«Exhortación a los médicos de la peste»
POR NÉSTOR MACHIAVELLI (PUBLICADO EN FACEBOOK)
Antes que alumbrara «La Peste» en 1947, su autor Albert Camus escribió una serie de recomendaciones a los médicos que trabajan en las epidemias. El texto estiman que lo redactó en 1941 y serían apuntes que fue recogiendo para la novela que es un clásico de la literatura universal. El diario EL PAIS de España publica hoy por primera vez el texto en castellano.
Lo termino de leer y comparto una extracto de consejos que inesperadamente tienen actualidad mundial:
‘Exhortación a los médicos de la peste’
-Los buenos escritores ignoran si la peste es contagiosa. Pero suponen que sí. Y por eso ustedes deberían mandar abrir las ventanas del cuarto en el que visiten a un enfermo. Solo hay que recordar que la peste bien puede encontrarse en las calles e infectarlos de todos modos, estén o no las ventanas abiertas. También les aconsejan que utilicen una máscara con gafas y se coloquen un paño mojado en vinagre bajo la nariz. Nunca mirar al enfermo a la cara, a fin de no ponerse en la trayectoria de su aliento. Por eso mismo, si, aun dudando de la utilidad del procedimiento, han abierto la ventana, sería bueno que no se pusieran en la corriente de aire.
-Existen otras medidas muy necesarias para la protección del cuerpo, aun cuando atañen más bien a la disposición del alma. “Ningún individuo”, dice un autor antiguo, “puede permitirse tocar nada contaminado en un país donde reine la peste”. Eso está bien dicho. Y no existe rincón que no debamos purificar en nosotros, incluso en lo más secreto de nuestro corazón, para poner de nuestra parte las pocas oportunidades que queden. Eso es especialmente cierto en el caso de los médicos como ustedes, que están más cerca, si cabe, de la enfermedad, y resultan por ello aún más sospechosos. Tienen que predicar con el ejemplo.

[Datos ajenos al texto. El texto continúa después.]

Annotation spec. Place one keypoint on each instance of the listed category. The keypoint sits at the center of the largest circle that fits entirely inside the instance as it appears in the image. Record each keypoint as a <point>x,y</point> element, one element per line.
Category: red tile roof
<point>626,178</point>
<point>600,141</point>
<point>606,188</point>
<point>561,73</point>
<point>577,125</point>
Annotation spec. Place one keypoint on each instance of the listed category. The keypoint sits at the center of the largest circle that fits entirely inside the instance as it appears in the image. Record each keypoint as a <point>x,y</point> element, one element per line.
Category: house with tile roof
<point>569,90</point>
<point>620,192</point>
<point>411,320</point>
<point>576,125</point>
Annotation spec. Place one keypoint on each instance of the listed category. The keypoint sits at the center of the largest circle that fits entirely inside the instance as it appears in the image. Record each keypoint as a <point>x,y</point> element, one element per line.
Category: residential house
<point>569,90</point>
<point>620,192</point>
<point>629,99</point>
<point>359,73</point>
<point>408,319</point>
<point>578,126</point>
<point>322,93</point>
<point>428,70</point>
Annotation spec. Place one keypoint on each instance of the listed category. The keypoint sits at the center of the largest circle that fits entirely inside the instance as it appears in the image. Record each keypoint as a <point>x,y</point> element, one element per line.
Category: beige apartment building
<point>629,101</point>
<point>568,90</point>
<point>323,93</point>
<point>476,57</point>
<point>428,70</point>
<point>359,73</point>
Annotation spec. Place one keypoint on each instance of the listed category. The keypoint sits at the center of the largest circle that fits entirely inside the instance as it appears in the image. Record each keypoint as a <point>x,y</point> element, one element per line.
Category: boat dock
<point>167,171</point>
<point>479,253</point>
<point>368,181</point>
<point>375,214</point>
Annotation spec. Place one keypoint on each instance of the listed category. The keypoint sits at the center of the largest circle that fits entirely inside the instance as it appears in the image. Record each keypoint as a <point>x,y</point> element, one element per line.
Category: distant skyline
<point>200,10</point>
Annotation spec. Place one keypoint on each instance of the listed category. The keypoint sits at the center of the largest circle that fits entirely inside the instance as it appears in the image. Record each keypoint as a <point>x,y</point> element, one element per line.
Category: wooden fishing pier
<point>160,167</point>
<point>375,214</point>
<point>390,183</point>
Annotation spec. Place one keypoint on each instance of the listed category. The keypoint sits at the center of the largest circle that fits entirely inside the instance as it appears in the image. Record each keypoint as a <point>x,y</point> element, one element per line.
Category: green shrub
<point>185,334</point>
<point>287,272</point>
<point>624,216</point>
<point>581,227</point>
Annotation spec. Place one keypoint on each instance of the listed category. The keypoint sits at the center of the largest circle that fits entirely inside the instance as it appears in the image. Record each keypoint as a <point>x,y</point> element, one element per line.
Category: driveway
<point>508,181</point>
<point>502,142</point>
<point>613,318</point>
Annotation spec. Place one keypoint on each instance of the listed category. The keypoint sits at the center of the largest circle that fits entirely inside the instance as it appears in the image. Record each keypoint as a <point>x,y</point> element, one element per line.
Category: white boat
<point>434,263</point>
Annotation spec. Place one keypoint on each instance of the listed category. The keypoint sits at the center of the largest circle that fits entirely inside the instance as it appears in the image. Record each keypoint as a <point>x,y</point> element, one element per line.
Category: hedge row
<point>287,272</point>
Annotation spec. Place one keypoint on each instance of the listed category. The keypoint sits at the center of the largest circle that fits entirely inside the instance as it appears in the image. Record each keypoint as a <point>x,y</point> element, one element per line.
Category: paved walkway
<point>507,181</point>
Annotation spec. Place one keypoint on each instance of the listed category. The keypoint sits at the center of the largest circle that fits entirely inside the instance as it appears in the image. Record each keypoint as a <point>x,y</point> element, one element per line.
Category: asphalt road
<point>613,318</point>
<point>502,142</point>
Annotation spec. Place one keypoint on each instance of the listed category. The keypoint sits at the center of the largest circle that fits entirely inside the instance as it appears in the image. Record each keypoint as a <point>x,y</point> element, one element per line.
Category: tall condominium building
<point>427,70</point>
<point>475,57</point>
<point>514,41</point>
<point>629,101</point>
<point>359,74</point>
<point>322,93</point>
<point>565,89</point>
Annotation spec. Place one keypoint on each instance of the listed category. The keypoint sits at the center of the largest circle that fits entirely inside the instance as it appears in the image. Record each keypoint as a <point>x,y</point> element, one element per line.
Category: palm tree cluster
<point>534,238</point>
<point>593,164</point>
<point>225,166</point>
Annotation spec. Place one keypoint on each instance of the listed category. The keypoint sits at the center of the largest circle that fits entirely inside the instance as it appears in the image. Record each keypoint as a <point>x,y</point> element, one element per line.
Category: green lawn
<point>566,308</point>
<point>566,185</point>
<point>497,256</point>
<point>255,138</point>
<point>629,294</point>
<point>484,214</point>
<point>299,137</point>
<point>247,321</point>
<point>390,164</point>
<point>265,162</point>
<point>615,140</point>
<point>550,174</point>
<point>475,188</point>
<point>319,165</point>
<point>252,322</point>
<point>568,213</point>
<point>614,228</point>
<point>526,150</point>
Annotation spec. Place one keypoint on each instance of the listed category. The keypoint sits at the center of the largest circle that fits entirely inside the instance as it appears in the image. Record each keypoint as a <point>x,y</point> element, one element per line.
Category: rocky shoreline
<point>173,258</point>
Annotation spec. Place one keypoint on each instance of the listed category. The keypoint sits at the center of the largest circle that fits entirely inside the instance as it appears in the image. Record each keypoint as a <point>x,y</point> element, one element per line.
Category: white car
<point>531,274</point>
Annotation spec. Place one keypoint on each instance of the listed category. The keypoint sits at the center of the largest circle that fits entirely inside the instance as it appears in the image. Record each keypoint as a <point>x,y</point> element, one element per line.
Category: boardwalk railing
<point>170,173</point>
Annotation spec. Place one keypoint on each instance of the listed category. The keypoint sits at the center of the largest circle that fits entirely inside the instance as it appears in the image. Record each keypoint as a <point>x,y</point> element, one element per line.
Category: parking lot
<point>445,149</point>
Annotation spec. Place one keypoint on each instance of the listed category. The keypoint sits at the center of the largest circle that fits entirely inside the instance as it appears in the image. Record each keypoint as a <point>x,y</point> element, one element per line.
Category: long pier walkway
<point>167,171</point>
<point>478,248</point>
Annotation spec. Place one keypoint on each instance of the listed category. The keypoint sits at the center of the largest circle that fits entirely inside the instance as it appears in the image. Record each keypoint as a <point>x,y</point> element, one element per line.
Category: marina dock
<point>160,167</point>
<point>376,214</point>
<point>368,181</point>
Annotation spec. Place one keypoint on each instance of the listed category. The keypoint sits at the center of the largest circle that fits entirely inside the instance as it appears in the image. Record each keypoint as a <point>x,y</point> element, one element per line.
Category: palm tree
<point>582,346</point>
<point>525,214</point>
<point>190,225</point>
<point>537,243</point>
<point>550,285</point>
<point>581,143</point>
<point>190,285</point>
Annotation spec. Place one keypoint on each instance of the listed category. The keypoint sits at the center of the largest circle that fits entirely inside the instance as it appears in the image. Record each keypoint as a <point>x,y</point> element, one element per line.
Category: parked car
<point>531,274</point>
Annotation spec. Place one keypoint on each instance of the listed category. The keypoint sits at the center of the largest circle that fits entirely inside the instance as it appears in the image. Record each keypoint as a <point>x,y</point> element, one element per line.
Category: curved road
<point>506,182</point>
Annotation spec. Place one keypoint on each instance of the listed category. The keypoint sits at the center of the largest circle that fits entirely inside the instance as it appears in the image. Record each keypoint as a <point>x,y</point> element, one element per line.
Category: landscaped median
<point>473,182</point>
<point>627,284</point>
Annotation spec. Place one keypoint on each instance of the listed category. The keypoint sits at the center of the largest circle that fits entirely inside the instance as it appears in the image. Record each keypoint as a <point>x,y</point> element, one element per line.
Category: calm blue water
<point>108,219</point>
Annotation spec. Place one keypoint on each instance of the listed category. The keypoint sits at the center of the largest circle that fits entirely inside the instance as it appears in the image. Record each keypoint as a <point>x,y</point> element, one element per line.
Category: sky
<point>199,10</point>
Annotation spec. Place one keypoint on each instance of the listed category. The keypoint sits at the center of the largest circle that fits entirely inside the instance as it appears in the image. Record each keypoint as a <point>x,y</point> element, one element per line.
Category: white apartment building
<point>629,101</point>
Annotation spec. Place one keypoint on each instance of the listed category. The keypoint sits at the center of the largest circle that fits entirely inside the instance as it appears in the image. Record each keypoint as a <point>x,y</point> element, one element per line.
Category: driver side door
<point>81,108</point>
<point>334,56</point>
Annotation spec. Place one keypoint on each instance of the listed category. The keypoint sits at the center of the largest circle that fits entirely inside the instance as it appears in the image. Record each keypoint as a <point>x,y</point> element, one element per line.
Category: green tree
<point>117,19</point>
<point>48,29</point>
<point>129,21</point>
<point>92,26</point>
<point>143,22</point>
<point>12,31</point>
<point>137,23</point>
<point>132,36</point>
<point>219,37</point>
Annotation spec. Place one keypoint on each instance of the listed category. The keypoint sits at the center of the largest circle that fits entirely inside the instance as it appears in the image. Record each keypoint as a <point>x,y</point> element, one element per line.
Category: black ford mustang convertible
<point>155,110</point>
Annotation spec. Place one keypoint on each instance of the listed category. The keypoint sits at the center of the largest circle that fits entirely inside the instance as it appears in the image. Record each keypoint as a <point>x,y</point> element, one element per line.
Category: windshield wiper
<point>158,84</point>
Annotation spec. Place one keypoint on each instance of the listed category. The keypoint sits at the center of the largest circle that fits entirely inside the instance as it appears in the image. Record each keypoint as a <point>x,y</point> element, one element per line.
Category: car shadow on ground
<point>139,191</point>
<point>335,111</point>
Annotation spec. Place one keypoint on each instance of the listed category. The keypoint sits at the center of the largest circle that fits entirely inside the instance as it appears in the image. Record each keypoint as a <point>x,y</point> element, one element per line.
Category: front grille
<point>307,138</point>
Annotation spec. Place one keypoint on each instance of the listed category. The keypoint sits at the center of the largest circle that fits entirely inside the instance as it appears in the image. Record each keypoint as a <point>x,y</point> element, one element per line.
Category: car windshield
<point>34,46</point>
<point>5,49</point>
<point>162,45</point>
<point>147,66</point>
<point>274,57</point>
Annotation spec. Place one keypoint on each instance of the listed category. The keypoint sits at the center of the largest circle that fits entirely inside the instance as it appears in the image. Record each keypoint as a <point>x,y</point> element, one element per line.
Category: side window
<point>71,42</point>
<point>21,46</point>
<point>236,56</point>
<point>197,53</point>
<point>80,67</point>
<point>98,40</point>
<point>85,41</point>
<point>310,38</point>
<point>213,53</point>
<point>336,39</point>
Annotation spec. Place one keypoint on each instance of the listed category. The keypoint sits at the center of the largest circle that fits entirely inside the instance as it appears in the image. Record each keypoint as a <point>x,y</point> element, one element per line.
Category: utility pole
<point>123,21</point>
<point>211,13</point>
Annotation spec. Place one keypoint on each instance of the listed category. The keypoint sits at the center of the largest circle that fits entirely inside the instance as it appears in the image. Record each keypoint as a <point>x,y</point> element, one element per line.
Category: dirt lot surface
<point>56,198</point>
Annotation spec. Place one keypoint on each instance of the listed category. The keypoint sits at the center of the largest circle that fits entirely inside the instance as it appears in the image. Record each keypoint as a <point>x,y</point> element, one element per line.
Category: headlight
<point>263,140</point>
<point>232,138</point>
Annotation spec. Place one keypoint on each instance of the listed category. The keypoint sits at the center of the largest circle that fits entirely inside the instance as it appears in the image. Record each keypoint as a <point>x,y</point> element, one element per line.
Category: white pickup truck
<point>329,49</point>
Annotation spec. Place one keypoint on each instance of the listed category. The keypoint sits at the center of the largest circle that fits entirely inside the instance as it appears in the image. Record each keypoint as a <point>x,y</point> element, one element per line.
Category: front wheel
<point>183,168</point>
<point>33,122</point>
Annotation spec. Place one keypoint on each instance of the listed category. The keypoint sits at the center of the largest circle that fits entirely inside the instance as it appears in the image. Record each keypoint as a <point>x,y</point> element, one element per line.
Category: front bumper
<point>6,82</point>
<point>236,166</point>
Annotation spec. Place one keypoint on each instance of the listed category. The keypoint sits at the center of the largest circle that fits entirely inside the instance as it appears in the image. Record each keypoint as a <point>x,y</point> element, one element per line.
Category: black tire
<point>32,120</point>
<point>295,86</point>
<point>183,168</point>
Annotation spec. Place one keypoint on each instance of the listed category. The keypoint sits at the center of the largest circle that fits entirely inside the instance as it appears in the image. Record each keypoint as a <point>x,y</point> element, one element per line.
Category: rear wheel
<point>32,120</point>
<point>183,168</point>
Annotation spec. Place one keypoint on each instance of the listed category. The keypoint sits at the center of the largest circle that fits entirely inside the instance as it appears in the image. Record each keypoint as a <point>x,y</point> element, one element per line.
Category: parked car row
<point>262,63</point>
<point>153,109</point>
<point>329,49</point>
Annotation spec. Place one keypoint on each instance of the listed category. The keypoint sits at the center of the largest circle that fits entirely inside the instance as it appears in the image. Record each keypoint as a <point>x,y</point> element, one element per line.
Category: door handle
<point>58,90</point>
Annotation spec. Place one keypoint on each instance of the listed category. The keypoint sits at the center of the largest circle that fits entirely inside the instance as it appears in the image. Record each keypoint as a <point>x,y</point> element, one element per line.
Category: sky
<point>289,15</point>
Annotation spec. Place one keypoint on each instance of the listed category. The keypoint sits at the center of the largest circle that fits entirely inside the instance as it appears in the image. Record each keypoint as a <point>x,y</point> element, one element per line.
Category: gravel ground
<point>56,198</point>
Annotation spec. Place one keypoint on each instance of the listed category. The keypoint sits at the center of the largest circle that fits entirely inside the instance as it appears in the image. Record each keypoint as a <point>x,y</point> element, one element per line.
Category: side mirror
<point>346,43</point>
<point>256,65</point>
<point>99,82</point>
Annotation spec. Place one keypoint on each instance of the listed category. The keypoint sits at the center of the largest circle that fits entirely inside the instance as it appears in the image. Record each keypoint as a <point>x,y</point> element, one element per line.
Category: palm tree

-Para empezar, nunca deben tener miedo. Se sabe de gente que llevó a cabo muy bien su oficio de soldado con miedo a los cañones. Pero lo cierto es que las balas matan por igual a valientes y medrosos. El azar incide en la guerra, pero muy poco en la peste. El miedo infecta la sangre y calienta los humores: lo dicen todos los libros. Así pues, predispone a quedar bajo la influencia de la enfermedad; y para que el cuerpo venza la infección, el alma tiene que ser fuerte. Por cierto, no hay peor miedo que el miedo al final postrero, pues el dolor es temporal. De ahí que ustedes, los médicos de la peste, deban plantar cara a la idea de la muerte y reconciliarse con ella, antes de entrar en el reino que la peste les prepara. Si salen vencedores en esto, lo serán en todo, y los verán sonreír en medio del terror. En conclusión, les hará falta una filosofía.
-Cultiven una alegría razonable a fin de que la pena no altere la fluidez de la sangre y la prepare para la descomposición. Observen la mesura, primer enemigo de la peste y regla natural de la humanidad. Némesis no era, como les contaron en el colegio, la diosa de la venganza, sino de la mesura. Y asestaba sus terribles golpes a los hombres solo cuando estos se habían entregado al desorden y el desenfreno. La peste procede del exceso. Es en sí misma un exceso e ignora la contención. Ténganlo presente si quieren combatirla con clarividencia. No le den la razón a Tucídides, que habla de la peste en Atenas y dice que los médicos no eran de ninguna ayuda porque, en principio, abordaban el mal sin conocerlo. La epidemia adora los cuchitriles secretos. Acérquenle la luz de la inteligencia y la equidad. En la práctica, verán que es más fácil que no tragarse la saliva.
-Por último, tienen que ser capaces de controlarse. Y, por ejemplo, hacer que se respeten las normas que hayan elegido, como el bloqueo y la cuarentena. Un historiador de Provenza cuenta que, en el pasado, cuando un confinado lograba escapar, mandaban que le rompieran la cabeza. No desearán eso. Pero tampoco pasarán por alto el interés general. No harán excepciones a las normas durante todo el tiempo que estas sean útiles, ni siquiera cuando el corazón los apremie. Se les pide que olviden un poco quiénes son, sin olvidar jamás lo que se deben a ustedes mismos. Esa es la regla de un honor tranquilo.